The first of the two surveys was undertaken by the Asilomar Institute for Information Architecture as a contribution to the AIfIA Leadership Seminar at the ASIS&T IA Summit, which took place in March 2003 (but after this column was written). Sixty-four members of AIfIA, the ia-cms list, and sigia-l completed the survey. There were several quantitative questions: The first asked about the problems that had been experienced when designing or implementing content management software. The top-ranked responses were the expense of commercial software (57%), too much customization required (54%), poor processes for migrating old content (51%), and the difficulty of evaluating vendors (48%).

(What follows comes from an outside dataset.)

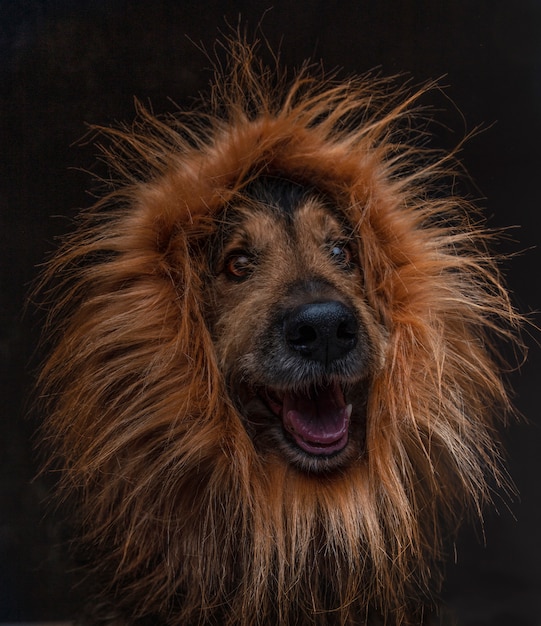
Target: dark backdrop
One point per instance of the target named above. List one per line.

The second question asked about problems that had been experienced other than those arising from CMS hardware and software. This time the four top-ranked problems were migrating old content (53%), training authors and editors (50%), determining requirements (47%), and structuring metadata (45%). The final question asked for suggestions for improvements to content management systems. Not surprisingly, this produced a wide range of answers, but the common theme was the requirement for better flexibility in creating customized solutions and better usability. The full results of the survey can be found at: http://aifia.org/pg/ the_problems_ with_cms.php.
In late February, the U.K. office of Stellent (www.stellent.com) ran an F1 Summit—so-called because it was held at the headquarters of the Williams F1 Grand Prix team—just outside London. Over 100 potential clients turned up for a remarkably low-key sales event in which, for once, a CMS vendor let happy clients do the selling, rather than hours of product hard sell.

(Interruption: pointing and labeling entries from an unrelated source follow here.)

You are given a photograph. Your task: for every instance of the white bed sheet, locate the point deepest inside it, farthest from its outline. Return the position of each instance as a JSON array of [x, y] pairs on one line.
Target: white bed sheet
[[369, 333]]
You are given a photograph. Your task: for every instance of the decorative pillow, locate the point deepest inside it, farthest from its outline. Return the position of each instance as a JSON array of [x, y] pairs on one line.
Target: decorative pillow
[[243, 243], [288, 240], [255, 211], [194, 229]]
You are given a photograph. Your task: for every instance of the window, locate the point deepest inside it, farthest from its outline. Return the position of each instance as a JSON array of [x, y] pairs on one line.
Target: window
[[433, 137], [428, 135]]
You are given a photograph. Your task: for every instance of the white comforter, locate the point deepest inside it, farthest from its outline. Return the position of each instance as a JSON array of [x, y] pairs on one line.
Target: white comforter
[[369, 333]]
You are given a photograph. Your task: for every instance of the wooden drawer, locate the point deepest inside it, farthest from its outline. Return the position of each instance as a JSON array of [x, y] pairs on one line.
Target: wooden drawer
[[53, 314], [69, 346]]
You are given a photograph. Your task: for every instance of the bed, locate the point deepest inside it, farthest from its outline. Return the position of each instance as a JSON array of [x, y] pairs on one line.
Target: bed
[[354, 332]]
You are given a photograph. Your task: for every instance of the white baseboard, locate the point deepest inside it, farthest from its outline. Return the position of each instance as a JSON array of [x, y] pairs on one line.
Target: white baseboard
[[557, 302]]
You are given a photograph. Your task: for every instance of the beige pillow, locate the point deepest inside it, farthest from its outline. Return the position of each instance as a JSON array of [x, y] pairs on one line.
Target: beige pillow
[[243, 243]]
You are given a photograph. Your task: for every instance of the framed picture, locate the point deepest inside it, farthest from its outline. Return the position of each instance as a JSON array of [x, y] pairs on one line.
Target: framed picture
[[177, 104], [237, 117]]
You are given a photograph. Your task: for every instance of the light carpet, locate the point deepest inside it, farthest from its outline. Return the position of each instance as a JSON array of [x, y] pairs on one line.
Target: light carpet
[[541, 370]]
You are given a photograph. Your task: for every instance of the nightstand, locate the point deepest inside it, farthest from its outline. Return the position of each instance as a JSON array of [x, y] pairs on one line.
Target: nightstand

All of the attendees were asked to complete a survey form, which again asked three questions. The first asked what the top priority was in selecting a CMS, and the overwhelming response was appropriate functionality. Some respondents were looking for a product roadmap, presumably to reduce the chance of product obsolescence, but only 7% were looking at total cost of ownership. This seems to be at odds with the AIfIA survey where cost was the top-ranked reason. The second question in the Stellent survey asked about the main barriers to a successful CMS deployment. Over 40% of the respondents said that establishing the business case was the main barrier, with the problems of getting com- mitment from business managers, obtaining budget, and getting users to buy into change as the next three barriers.

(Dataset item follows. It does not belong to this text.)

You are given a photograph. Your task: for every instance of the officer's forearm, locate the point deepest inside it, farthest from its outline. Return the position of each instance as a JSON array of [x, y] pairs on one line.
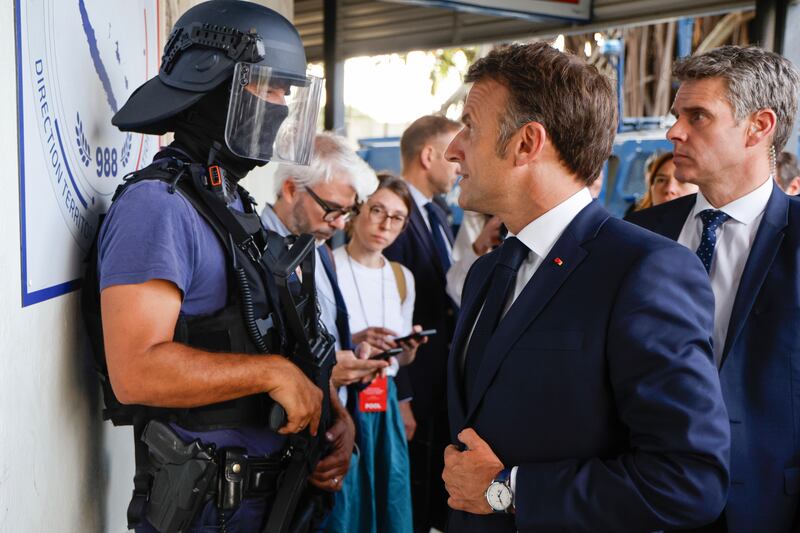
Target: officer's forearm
[[174, 375]]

Finally, the survey asked about the most challenging issues for a successful content management implementation. As with the AIfIA survey, content migration was at the top of the list, with integration with the existing infrastructure. The full results of the survey should be on the press release section of the Stellent site by the time you read this column.
I became aware of migration issues upon reading a paper at the Intracom 2002 conference held in Montreal last year. One speaker reported that although the software for their intranet had been installed in April 2001, it took until August 2002 to migrate 200,000 pages of content into the new system. In a number of other cases, careful project planning was totally useless in the face of almost total ignorance about the scale of the migration issue. It is not just a question of taking one page design and converting it to a new design. The content and the design have to be migrated separately and on top of that new metadata may need to be applied. One company that is now offering content migration software is Marcat (www.marcat.com) based in Glasgow, Scotland.
Another critical issue is content cleansing. In the UK, the Department of Work and Pensions took the opportunity when installing a new CMS to undertake a major content cleansing operation, and managed to reduce over 860,000 files down to just over 500,000. Some of the business areas submitted 60% of their current files for deletion.
All too often, the focus in a CMS implementation is on how to add new content to an intranet using templates and workflow. However, users are only interested in a full integration of the new and the best of the old as part of a unified information architecture. A failure to identify and quantify the scale of the legacy content issues could well result in the migration of the intranet manager out of the organization.